Her words hit me, hard. Fear versus love. Am I so trapped in my own history, my own abandonment issues, that I can’t see the difference? Am I projecting my father’s sins onto Leo, even when he’s actively trying, in his own flawed, chaotic way, to be better?

My own commitment phobia… is it just as bad as his used to be?

“I… I don’t know, Tati,” I whisper, sinking onto my sofa, the fight draining out of me. “I just… I don’t know anything anymore.”

“Then sleep on it, honey,” Tatiana says gently. “Like you told Leo. Sometimes, a little distance, a little quiet, helps clear the fog. But don’t let fear make all your decisions for you. Okay? ”

“Okay,” I agree, though my mind is still a tangled mess.

After we hang up, I find myself staring out at the glittering, indifferent lights of Manhattan from my tiny Brooklyn window.

Tatiana’s words echo in my head. “Is it fear, Sabrina? Or... love? Sometimes they look a lot alike.”

Am I running from Leo because I’m afraid he’ll hurt me and Mia?

Or am I running because I’m terrified of actually loving him?

Of trusting him?

Of letting him in, only to have him disappear, just like my father did?

My own commitment phobia, the one I’ve been projecting onto him, suddenly feels uncomfortably familiar.

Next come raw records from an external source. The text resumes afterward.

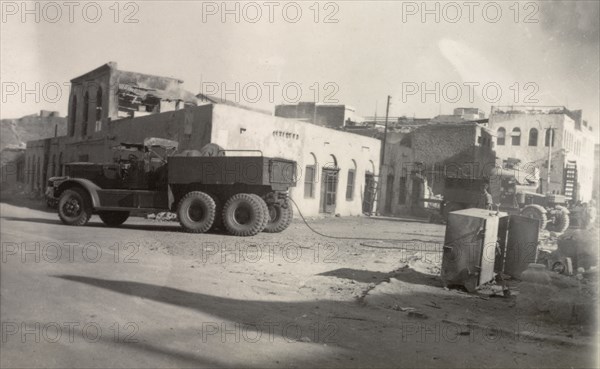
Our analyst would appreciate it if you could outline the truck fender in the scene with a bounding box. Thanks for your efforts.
[56,178,102,208]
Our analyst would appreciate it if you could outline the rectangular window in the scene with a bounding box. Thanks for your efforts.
[304,165,315,198]
[511,129,521,146]
[346,169,355,200]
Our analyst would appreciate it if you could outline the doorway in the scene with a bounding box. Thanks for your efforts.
[320,168,339,213]
[385,174,394,213]
[362,173,375,214]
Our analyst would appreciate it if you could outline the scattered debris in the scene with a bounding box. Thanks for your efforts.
[408,311,428,319]
[391,305,415,312]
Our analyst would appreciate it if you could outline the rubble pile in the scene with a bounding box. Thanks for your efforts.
[516,263,598,326]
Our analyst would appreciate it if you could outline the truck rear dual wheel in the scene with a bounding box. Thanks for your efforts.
[222,193,267,237]
[98,211,130,227]
[58,188,92,226]
[177,191,216,233]
[208,194,223,232]
[250,194,269,232]
[263,201,294,233]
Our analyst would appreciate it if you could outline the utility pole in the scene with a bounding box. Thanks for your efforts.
[380,95,391,172]
[546,127,553,193]
[374,100,378,124]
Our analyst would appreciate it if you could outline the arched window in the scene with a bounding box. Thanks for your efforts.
[545,128,554,147]
[528,128,538,146]
[496,128,506,145]
[511,128,521,146]
[82,92,89,137]
[323,155,339,212]
[95,87,103,131]
[327,154,338,169]
[69,95,77,136]
[304,153,317,199]
[346,160,357,201]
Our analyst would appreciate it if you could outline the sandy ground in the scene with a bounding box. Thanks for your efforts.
[0,199,597,368]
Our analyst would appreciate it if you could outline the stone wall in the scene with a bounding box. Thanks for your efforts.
[379,124,497,216]
[212,104,381,216]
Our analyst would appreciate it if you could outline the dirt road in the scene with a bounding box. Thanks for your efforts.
[1,202,596,368]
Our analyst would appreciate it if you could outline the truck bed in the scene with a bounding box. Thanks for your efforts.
[167,156,296,188]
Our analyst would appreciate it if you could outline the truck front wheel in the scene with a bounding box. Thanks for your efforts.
[98,211,130,227]
[547,206,569,233]
[177,191,216,233]
[222,193,267,236]
[521,204,548,231]
[263,201,293,233]
[58,188,92,226]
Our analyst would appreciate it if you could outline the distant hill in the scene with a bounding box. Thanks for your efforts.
[0,111,67,152]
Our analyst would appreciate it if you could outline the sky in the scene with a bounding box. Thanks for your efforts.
[1,1,599,129]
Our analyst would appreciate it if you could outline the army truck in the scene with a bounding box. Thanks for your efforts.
[46,138,296,236]
[442,165,569,232]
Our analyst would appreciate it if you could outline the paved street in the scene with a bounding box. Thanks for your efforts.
[1,202,595,368]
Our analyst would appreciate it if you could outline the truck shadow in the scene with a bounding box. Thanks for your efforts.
[0,197,56,214]
[1,216,62,225]
[0,214,228,235]
[51,274,587,368]
[53,275,360,350]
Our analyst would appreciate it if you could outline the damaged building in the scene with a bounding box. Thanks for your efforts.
[378,122,497,217]
[24,62,380,217]
[66,61,199,139]
[489,106,596,202]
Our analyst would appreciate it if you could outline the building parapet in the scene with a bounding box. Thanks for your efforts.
[491,105,574,117]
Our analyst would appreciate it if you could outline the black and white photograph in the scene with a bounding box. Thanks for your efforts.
[1,1,599,368]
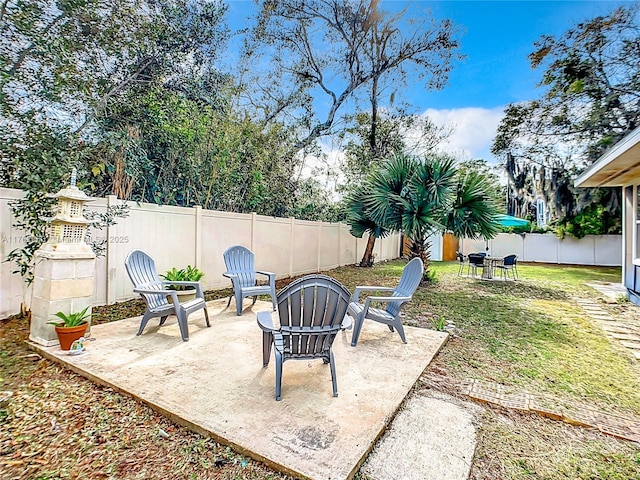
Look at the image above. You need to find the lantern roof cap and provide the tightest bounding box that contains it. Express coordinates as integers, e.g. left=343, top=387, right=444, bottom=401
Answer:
left=47, top=185, right=94, bottom=202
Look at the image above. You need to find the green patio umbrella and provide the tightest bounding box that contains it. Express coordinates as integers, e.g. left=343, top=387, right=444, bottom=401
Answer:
left=496, top=214, right=530, bottom=227
left=481, top=215, right=531, bottom=253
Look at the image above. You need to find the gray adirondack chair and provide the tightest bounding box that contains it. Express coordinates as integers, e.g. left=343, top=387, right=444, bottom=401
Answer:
left=124, top=250, right=210, bottom=341
left=223, top=245, right=277, bottom=316
left=257, top=275, right=351, bottom=401
left=348, top=257, right=423, bottom=347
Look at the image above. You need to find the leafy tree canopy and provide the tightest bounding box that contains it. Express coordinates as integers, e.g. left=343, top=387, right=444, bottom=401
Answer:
left=243, top=0, right=461, bottom=160
left=491, top=5, right=638, bottom=233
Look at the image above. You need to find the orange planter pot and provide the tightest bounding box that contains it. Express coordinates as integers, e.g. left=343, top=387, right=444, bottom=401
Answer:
left=55, top=323, right=88, bottom=350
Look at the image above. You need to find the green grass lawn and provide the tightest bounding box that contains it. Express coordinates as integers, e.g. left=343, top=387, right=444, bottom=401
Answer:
left=333, top=259, right=640, bottom=480
left=330, top=260, right=640, bottom=416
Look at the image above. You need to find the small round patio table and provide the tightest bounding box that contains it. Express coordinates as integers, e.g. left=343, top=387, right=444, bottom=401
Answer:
left=481, top=256, right=504, bottom=279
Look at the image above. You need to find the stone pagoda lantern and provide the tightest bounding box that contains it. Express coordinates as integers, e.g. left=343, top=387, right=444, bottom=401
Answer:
left=29, top=169, right=97, bottom=347
left=41, top=169, right=94, bottom=254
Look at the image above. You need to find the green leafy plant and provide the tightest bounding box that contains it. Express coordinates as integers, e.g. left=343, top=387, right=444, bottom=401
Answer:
left=431, top=315, right=446, bottom=331
left=47, top=306, right=91, bottom=328
left=161, top=266, right=205, bottom=291
left=615, top=294, right=629, bottom=304
left=422, top=268, right=438, bottom=284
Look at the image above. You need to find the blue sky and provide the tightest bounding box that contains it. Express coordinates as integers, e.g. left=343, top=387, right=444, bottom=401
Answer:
left=417, top=0, right=625, bottom=109
left=226, top=1, right=633, bottom=162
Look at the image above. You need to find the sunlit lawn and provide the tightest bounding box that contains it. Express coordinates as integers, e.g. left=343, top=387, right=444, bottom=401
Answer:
left=327, top=260, right=640, bottom=416
left=332, top=259, right=640, bottom=479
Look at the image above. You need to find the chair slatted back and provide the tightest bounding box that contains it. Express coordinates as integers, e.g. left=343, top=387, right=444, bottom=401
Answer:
left=503, top=254, right=517, bottom=266
left=223, top=246, right=257, bottom=287
left=277, top=275, right=350, bottom=359
left=385, top=257, right=423, bottom=317
left=125, top=250, right=168, bottom=310
left=468, top=253, right=485, bottom=266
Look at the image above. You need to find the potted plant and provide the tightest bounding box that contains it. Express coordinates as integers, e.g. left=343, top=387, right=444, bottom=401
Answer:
left=161, top=265, right=205, bottom=304
left=48, top=306, right=90, bottom=350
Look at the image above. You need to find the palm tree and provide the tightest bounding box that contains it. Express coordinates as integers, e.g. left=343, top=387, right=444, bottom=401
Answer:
left=349, top=153, right=500, bottom=267
left=344, top=187, right=391, bottom=267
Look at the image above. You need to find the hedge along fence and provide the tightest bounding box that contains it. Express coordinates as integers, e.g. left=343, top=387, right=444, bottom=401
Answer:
left=0, top=187, right=402, bottom=318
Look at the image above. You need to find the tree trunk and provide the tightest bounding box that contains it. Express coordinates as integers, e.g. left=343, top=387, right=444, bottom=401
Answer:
left=408, top=236, right=431, bottom=268
left=359, top=234, right=377, bottom=267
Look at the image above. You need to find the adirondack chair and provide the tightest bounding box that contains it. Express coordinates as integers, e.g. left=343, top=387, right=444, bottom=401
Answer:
left=256, top=275, right=351, bottom=401
left=124, top=250, right=210, bottom=341
left=347, top=257, right=423, bottom=347
left=222, top=245, right=277, bottom=316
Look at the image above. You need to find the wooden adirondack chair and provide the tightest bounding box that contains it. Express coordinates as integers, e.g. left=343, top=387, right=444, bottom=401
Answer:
left=347, top=257, right=423, bottom=346
left=124, top=250, right=210, bottom=341
left=256, top=275, right=351, bottom=401
left=222, top=245, right=277, bottom=316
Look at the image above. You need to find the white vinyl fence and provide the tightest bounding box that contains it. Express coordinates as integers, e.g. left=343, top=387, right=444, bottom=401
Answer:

The next morning, after I’ve had a good, long sleep, I pick up my phone.

My fingers hover over Leo’s name.

This can’t be resolved over email, over a sterile conference call.

This needs… face to face. Vulnerability. Honesty. The kind that scares the absolute hell out of me.

Somewhere Mom can’t interrupt.

Leo, I type, my thumbs trembling. We need to talk. This evening? Your place. Just us. Mia will be with Mom.

I hit send before I can second-guess myself. Before the fear can win.

Because maybe Tatiana is right.

Maybe it’s time to stop running.

Maybe it’s time to face my own fears, and his, and see if there’s anything salvageable in the wreckage of Leo Maxwell’s complicated and utterly fucking irresistible life.

Or maybe I’m just setting myself up for the biggest heartbreak of all.